As we begin our annual review, let’s begin with what didn’t happen!
The Dog that Didn’t Bark
In February, 3M Health Information Systems (#20) announced that it had made the decision to “retain and further invest in” its $760 million revenue health information business (it had announced it was exploring strategic alternatives the previous September). Why the lack of buyer interest in such a quality asset? Most likely a combination of value expectations and, equally importantly, the tax impact to 3M of making so much money on selling assets it had owned for so long (and grown so much). While such a large gain would have posed a high-class problem, it’s not the first time tax planning served as the tail that wagged the dog. The company later acquired a Switzerland-based medical coding technology company called Semfinder and announced a partnership with Google’s Verily focused on population health management. According to published Wall Street research, as recently as October, NextGen Healthcare (#31) had reportedly retained a banker to explore a sale, an event that has yet to occur, and as of May 30, potential buyers are refining bids for The Advisory Board Company (# 19).

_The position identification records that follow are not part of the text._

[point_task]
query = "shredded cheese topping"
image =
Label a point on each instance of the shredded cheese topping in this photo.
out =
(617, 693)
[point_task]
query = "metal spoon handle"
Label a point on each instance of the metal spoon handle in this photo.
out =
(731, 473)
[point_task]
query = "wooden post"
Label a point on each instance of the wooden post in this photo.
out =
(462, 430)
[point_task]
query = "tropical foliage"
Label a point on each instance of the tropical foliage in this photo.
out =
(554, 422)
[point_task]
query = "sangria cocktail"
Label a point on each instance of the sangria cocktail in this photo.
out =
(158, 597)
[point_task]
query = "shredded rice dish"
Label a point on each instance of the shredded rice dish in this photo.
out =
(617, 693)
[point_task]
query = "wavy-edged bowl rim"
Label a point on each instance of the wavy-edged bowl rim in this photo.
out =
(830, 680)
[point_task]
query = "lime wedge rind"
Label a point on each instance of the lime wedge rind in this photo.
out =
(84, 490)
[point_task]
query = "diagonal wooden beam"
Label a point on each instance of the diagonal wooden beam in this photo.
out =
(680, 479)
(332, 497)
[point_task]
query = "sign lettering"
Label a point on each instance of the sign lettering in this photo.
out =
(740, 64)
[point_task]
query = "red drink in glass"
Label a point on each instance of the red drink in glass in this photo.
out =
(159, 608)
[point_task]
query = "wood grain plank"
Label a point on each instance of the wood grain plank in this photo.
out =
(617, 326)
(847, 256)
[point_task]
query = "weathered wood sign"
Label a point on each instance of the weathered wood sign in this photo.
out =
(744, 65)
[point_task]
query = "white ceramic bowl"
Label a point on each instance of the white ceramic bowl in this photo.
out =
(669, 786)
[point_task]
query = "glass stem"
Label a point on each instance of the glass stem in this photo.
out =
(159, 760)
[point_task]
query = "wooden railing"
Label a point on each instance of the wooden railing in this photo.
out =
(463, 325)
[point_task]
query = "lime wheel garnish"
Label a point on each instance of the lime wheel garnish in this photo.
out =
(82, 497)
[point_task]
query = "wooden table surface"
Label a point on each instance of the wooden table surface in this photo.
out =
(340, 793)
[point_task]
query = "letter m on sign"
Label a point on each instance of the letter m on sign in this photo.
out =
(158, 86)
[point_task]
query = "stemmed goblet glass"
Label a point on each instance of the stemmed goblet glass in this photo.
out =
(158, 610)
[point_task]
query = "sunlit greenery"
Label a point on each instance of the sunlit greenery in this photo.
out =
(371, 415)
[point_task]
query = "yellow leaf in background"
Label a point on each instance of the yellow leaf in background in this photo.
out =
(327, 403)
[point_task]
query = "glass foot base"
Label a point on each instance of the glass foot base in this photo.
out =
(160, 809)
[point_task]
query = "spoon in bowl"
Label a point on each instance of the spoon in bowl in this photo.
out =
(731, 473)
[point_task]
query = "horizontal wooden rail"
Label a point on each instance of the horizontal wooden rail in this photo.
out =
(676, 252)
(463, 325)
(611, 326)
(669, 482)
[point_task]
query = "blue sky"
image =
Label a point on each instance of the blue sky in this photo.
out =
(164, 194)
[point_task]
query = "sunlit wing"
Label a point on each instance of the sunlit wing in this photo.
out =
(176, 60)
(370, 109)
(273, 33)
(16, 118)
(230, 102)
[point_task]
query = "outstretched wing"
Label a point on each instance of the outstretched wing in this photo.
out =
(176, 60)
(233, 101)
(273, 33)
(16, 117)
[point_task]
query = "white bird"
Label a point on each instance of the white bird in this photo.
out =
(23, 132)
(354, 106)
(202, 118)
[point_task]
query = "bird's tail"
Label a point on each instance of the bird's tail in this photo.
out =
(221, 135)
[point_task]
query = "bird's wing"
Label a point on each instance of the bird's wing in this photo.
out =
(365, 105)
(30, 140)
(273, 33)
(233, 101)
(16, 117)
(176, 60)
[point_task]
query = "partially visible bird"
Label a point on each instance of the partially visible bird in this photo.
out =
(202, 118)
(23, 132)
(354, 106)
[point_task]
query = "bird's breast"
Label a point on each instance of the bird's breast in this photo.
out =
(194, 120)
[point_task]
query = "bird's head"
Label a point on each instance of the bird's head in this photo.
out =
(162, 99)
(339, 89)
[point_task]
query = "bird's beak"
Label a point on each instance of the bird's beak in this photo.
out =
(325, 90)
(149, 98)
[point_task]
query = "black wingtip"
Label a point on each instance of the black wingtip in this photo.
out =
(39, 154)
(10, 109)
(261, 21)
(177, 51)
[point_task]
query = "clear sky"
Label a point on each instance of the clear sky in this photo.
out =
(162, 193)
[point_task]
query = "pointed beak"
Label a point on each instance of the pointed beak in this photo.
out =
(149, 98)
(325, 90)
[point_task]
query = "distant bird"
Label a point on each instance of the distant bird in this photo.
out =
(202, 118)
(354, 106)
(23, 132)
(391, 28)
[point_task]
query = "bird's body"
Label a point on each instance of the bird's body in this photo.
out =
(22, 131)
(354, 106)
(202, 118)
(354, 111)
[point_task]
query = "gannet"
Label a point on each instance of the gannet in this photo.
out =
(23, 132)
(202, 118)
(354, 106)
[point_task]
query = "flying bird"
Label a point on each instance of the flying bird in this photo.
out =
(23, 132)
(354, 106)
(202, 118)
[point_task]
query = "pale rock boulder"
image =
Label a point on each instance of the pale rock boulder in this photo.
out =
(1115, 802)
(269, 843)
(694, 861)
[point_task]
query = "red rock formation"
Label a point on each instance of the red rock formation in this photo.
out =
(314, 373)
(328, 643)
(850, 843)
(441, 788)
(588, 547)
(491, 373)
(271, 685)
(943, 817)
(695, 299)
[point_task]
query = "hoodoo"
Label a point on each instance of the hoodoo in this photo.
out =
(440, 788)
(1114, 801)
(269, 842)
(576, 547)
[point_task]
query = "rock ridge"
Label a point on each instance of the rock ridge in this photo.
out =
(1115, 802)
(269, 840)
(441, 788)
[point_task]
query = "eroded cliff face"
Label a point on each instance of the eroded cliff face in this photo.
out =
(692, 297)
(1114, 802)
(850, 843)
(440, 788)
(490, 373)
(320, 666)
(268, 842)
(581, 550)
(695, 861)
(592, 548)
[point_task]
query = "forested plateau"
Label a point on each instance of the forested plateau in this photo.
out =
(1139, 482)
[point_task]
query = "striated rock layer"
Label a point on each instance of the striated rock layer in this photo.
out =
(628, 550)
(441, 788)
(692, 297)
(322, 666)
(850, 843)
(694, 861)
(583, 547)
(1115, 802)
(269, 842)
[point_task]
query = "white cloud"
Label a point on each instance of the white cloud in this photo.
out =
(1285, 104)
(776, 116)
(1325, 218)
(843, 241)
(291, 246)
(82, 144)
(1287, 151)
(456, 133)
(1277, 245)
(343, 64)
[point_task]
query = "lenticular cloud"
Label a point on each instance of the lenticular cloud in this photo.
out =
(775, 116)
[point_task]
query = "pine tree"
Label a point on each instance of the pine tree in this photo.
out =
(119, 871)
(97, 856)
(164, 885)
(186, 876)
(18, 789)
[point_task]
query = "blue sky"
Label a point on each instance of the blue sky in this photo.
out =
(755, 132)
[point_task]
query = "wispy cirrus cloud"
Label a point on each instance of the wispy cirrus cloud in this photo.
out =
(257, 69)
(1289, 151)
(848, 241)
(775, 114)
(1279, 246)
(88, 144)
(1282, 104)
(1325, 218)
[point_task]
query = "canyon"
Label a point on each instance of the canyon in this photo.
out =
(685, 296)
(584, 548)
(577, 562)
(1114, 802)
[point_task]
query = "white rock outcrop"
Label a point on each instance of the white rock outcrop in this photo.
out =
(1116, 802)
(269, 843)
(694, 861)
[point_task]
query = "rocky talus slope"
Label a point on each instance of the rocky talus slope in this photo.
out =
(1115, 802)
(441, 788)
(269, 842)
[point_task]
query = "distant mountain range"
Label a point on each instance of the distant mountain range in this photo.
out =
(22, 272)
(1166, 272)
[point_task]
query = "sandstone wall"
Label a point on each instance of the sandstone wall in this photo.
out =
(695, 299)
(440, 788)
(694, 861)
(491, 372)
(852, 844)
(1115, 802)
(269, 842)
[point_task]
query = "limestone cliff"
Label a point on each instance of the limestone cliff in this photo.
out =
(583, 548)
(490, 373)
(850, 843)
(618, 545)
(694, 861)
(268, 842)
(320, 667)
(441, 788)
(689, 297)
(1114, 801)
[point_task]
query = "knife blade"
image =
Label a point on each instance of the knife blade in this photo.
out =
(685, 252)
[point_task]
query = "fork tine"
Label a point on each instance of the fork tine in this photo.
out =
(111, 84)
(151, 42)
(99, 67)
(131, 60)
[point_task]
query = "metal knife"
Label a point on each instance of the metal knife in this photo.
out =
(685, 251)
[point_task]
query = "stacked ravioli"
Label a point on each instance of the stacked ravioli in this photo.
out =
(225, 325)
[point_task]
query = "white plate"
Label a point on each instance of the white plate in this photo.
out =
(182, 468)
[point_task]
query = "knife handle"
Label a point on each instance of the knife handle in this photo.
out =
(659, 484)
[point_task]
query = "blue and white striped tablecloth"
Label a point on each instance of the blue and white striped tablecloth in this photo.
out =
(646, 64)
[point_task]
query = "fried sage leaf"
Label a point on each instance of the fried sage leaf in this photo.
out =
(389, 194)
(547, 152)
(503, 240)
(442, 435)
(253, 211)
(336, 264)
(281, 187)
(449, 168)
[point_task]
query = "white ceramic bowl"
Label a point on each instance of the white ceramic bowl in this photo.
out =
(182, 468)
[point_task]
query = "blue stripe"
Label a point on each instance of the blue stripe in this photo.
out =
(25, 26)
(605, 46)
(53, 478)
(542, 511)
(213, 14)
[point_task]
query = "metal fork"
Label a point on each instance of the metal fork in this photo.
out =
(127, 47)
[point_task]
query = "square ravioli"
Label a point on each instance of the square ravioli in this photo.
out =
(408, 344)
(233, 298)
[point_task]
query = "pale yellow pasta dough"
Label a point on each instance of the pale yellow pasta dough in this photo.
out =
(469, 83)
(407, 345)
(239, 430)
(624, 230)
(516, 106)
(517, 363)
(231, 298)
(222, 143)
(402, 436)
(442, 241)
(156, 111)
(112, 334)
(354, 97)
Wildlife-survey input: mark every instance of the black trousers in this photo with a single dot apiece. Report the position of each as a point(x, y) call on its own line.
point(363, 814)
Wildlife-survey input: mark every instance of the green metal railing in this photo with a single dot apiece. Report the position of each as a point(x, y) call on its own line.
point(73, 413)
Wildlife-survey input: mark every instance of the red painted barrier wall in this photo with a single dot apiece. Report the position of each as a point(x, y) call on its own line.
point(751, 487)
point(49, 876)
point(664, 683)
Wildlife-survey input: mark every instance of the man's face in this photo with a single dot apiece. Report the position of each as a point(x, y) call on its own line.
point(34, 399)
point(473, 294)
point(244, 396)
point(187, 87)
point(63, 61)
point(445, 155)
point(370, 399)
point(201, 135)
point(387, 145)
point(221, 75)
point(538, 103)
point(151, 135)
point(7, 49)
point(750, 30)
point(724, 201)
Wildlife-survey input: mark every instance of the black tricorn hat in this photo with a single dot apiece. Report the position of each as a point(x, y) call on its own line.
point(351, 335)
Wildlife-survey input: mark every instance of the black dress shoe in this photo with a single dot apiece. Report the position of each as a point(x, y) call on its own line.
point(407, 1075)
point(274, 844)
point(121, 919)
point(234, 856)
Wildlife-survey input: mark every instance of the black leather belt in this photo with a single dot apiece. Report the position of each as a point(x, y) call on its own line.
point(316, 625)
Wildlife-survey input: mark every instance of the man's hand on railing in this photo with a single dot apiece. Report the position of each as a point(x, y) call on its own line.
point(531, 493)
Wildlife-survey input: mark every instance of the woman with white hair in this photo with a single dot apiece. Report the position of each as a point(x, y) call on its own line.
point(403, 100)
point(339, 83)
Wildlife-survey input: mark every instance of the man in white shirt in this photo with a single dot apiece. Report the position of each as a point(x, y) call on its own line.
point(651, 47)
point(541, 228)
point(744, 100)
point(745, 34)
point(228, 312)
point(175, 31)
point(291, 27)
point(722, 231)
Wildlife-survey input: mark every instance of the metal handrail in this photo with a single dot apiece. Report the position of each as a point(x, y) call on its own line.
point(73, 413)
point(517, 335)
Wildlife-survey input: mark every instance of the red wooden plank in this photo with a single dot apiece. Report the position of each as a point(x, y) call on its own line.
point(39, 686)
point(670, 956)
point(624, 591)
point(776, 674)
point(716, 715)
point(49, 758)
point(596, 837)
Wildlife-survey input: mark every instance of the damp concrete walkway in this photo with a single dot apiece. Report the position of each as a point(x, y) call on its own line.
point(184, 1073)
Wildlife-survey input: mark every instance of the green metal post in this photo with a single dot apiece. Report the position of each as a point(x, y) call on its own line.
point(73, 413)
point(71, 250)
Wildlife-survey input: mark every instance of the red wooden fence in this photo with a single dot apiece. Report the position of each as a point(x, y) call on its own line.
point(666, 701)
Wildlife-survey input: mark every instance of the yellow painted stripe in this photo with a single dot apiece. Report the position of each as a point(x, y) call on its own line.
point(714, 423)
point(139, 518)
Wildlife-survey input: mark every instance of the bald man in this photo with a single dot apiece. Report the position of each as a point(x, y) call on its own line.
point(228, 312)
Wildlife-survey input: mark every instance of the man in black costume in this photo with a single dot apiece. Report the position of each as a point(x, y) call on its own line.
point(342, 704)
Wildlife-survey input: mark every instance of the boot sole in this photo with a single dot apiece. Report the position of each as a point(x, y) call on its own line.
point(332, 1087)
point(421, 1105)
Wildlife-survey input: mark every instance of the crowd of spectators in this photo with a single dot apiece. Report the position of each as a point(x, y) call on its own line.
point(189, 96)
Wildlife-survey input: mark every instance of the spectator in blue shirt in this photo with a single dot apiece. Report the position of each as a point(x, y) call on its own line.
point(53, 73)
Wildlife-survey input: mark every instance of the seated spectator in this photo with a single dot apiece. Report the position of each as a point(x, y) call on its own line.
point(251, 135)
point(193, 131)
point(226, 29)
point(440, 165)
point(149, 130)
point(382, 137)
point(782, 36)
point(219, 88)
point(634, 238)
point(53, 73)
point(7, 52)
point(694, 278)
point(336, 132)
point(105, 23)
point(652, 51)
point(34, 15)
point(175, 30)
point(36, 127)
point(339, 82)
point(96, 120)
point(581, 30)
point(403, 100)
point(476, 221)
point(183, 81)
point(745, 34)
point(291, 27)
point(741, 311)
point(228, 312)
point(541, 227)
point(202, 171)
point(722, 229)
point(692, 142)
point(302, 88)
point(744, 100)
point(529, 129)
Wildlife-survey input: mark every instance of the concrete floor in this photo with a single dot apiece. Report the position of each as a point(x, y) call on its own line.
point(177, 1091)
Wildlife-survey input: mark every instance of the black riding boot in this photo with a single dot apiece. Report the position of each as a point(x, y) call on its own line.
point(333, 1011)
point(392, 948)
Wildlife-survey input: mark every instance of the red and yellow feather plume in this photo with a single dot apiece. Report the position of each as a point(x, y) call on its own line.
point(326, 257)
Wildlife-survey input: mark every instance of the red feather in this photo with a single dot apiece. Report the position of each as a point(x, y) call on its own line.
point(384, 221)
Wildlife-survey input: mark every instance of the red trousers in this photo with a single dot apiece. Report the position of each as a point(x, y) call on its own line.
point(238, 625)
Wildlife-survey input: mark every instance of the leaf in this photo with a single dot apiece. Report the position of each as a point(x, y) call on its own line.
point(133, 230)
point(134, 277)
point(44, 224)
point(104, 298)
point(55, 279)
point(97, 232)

Finally Free of HBOC (well almost)
McKesson (#4) continued shedding its HCIT-focused assets, first selling its fairly small (and typically small group/solo doc-focused) ambulatory assets to PE-backed eMDs. Much more significantly, the company also combined the majority of its technology solutions with the majority of the assets of Blackstone-backed Change Healthcare, formerly known as Emdeon (#11), into a new entity (also to be called Change Healthcare). This new company will have over $3.4 billion in revenues and be a major player in the space. The structure, valuation, and other math that this transaction required to be tax efficient (see above on 3M) is beyond the scope of this article, but it’s fair to say the lawyers earned their fees on this one!
PE + Strategic = Great Price
Speaking of interesting transaction structures, Netsmart (#46) was sold for $950 million in March 2016, in a fairly unusual fashion. The company was acquired by a joint venture of PE-firm GI Partners and Allscripts (#13), with Allscripts also contributing its homecare software business (which was always non-core, having originally been part of A4 Health Systems). This PE-backing of a strategic buyer is new to HCIT, but has worked well in other industries, as it gives the financial investor (in this case GI partners) “an edge” on buying the target (Netsmart) and the company (Allscripts) the ability to stretch on value. How much credit Allscripts investors will give over the long run, however, remains to be seen. Later in the year, Netsmart continued its acquisition pace, purchasing long-term care vendor, HealthMEDX.
Meanwhile, Investors Remain Active
Other notable private equity transactions included TPG’s purchase of Mediware (#65) from Thoma Bravo (current owner of MedeAnalytics, #83. Thoma Bravo was busy last year, as it also took Imprivata (#71) private for $544 million (a 33 percent premium to its stock price). On the liquidity side, Brightree (#79) was sold by its sponsor (Battery Ventures) to apnea-focused medical device company, ResMed, for an impressive $800 million (7x revenues and 14x EBITDA), as the CPAP manufacturer sought opportunities for growth and to get closer to its DME vendor supply chain.
Big Blue Gets Bigger Still (but will it ultimately sing the blues?)
IBM (#24) continued its binge (recall our view that “immateriality means never having to say you’re sorry”) and purchased Truven for a whopping $2.6 billion (6x revenues and 23x EBITDA – wow!). This following the aggressive prices paid for Explorys, Phytel, and Merge the prior year. We can only wonder if Watson builds its own valuation models and what it’s thinking.
Hoping that lightning will strike twice, Truven’s former PE owner, Veritas Capital, then proceeded to acquire the healthcare business (now known as Verscend Technologies #42) from Verisk Analytics for $820 million, as Verisk decided to return to its core markets while capitalizing on the on-going demand for HCIT properties.